The Surface Accessibility of the Glycine Receptor M2-M3 Loop Is Increased in the Channel Open State

Joseph W. Lynch1, Nian-Lin Reena Han1, Justine Haddrill1, Kerrie D. Pierce2, and Peter R. Schofield2

1 Department of Physiology and Pharmacology, University of Queensland, Brisbane, QLD, 4072, Australia, and 2 Neurobiology Program, Garvan Institute of Medical Research, Darlinghurst, Sydney, NSW, 2010, Australia

Mutations in the extracellular M2-M3 loop of the glycine receptor (GlyR) alpha 1 subunit have been shown previously to affect channel gating. In this study, the substituted cysteine accessibility method was used to investigate whether a structural rearrangement of the M2-M3 loop accompanies GlyR activation.
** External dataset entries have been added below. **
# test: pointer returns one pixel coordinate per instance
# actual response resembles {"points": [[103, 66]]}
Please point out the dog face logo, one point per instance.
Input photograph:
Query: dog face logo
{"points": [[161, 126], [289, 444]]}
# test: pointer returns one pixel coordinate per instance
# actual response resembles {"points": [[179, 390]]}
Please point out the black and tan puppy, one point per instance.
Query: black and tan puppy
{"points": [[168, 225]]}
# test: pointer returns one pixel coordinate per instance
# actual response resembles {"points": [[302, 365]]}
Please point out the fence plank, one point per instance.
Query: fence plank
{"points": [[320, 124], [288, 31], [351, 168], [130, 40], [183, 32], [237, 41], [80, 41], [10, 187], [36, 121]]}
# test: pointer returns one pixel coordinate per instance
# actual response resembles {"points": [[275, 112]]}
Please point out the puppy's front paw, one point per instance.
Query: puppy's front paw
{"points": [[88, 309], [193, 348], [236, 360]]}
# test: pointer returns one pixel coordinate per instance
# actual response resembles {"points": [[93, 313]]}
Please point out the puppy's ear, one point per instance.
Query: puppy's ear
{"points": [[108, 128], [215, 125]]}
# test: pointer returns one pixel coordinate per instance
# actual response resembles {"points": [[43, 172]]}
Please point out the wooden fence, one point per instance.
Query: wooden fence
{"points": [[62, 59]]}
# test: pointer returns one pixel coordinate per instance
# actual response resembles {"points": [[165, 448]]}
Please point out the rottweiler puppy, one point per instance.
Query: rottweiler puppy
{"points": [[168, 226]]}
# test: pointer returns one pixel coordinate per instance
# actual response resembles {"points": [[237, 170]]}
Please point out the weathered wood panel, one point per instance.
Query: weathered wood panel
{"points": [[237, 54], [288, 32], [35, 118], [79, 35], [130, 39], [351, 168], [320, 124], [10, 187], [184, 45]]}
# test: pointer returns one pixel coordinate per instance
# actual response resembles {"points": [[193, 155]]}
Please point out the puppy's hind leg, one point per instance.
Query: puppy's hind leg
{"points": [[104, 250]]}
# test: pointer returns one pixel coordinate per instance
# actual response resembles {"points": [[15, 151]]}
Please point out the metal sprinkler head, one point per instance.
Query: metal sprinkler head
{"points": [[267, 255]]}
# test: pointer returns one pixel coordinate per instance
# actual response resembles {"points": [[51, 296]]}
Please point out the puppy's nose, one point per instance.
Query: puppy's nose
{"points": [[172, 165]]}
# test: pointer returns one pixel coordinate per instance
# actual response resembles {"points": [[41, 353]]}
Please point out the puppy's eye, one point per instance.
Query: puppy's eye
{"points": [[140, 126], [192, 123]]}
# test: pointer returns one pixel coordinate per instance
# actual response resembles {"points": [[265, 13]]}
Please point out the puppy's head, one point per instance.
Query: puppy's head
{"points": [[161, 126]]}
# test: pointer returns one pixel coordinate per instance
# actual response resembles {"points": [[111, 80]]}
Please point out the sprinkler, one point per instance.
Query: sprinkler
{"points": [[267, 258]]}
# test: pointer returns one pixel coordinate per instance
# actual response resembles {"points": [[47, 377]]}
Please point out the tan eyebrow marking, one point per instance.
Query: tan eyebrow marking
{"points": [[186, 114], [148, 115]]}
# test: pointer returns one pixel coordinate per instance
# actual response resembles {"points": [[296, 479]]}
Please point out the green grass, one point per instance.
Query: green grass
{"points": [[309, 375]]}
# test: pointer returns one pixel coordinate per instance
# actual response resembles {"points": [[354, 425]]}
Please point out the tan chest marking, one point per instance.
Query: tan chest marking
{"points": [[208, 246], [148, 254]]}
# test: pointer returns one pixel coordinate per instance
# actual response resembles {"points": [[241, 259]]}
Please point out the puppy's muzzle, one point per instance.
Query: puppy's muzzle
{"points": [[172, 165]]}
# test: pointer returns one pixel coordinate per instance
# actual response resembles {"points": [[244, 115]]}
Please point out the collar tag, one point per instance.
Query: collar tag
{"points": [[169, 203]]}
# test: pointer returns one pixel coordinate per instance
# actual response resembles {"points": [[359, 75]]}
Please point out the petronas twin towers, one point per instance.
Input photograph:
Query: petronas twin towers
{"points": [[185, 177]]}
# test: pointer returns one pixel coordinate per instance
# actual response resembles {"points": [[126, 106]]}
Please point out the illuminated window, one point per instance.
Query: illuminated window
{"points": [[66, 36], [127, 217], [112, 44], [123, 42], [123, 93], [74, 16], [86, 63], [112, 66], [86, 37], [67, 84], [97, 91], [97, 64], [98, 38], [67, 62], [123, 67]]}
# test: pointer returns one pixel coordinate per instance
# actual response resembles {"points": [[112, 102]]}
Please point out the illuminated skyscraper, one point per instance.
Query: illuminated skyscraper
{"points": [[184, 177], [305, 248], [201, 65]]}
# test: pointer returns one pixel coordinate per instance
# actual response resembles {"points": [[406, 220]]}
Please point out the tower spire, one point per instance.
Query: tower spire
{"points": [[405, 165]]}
All residues from R271C to V277C were covalently modified by both positively charged methanethiosulfonate ethyltrimethylammonium (MTSET) and negatively charged methanethiosulfonate ethylsulfonate (MTSES), implying that these residues form an irregular surface loop. The MTSET modification rate of all residues from R271C to K276C was faster in the glycine-bound state than in the unliganded state. MTSES modification of A272C, L274C, and V277C was also faster in the glycine-bound state. These results demonstrate that the surface accessibility of the M2-M3 loop is increased as the channel transitions from the closed to the open state, implying that either the loop itself or an overlying domain moves during channel activation.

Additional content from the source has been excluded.